固定用突部68bのうちケース部62の内部側部分は、固定用部突部68bの基端から先端に向けてケース部62の内側へと傾斜する形状に形成されており、固定用突部68bを引出用開口部64の内側に越えたネット部36の部分が固定用凹部68cの奥に向けてガイドされるようになっている。
そして、ネット部36が引出用開口部64を通って外方に引出される際に、当該ネット部36をフック本体部68の基端側に移動させることで、そのネット部36を上記固定用凹部68cに係合させることができる。一方、ネット部36が引出用開口部64を通って内方に巻取られる際には、上記ガイド傾斜部68aに接触するため、当該フック本体部68に係合し難い。このため、本フック部66は、シート状部材30に対してその引出方向には容易に係合でき、巻取方向には係合し難い、方向性のある係合構造とされている。
もっとも、フック部66がこのような方向性のある係合構造である必要はない。例えば、フック部は、引出用開口部64に向けて突出する単なる棒状の部材として構成されていてもよい。フック部は、少なくともシート状部材の引出方向においてネット部36と係合可能な構成であればよい。
<巻取機構>
巻取機構70は、シート状部材30を巻取方向に付勢した状態で引出及び巻取可能に構成され、かつ、シート状部材30を引出した状態での引出巻取操作によって、シート状部材30の巻取方向への付勢をロックした状態とそのロックを解除した状態との間で切替可能に構成されている。
かかる巻取機構70としては、既に、車両用のウインドウを覆うシェード装置、一般家庭用のウインドウを覆うロール式スクリーン等で採用されている各種機構等を含む各種構成を採用することができる。

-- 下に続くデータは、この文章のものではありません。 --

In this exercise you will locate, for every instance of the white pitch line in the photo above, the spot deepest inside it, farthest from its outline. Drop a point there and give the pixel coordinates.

以下では、巻取機構70の一例について説明する。図9は巻取機構70の一端部の巻取ロック機構80の縦断面図であり、図10は巻取機構70の一端部の巻取ロック機構ケース部材120の縦断面図であり、図11は巻取機構70の一端部の内部構造を示す説明図である。
図1、図9〜図11に示すように、巻取機構70は、巻取軸部材72と、巻取付勢部材76と、巻取軸部材72の一端部に設けられた巻取ロック機構80と、巻取軸部材72の他端部に設けられた巻取支持ケース部材78とを備える。
巻取軸部材72は、シート状部材30の最大幅寸法と同じかこれよりも大きい(僅かに大きい)長さ寸法の筒形状に形成されている。シート状部材30の巻取側端部は、本巻取軸部材72に対して相対回転不能に固着されている。
この巻取軸部材72の両端部は、ケース部材62の両端部の巻取ロック機構ケース部材120、巻取支持ケース部材78に回転可能に支持されている。
ここでは、巻取軸部材72の一端部内に後述するラチェット部材82の介在軸部83が相対回転不能に挿入固定されている。また、介在軸部83の外側端部が巻取ロック機構ケース部材120の軸受部120a内に相対回転可能に嵌め込まれている。これにより、巻取軸部材72の一端部がラチェット部材82の介在軸部83を介して、ケース部材62の一端部の巻取ロック機構ケース部材120に回転可能に支持されている。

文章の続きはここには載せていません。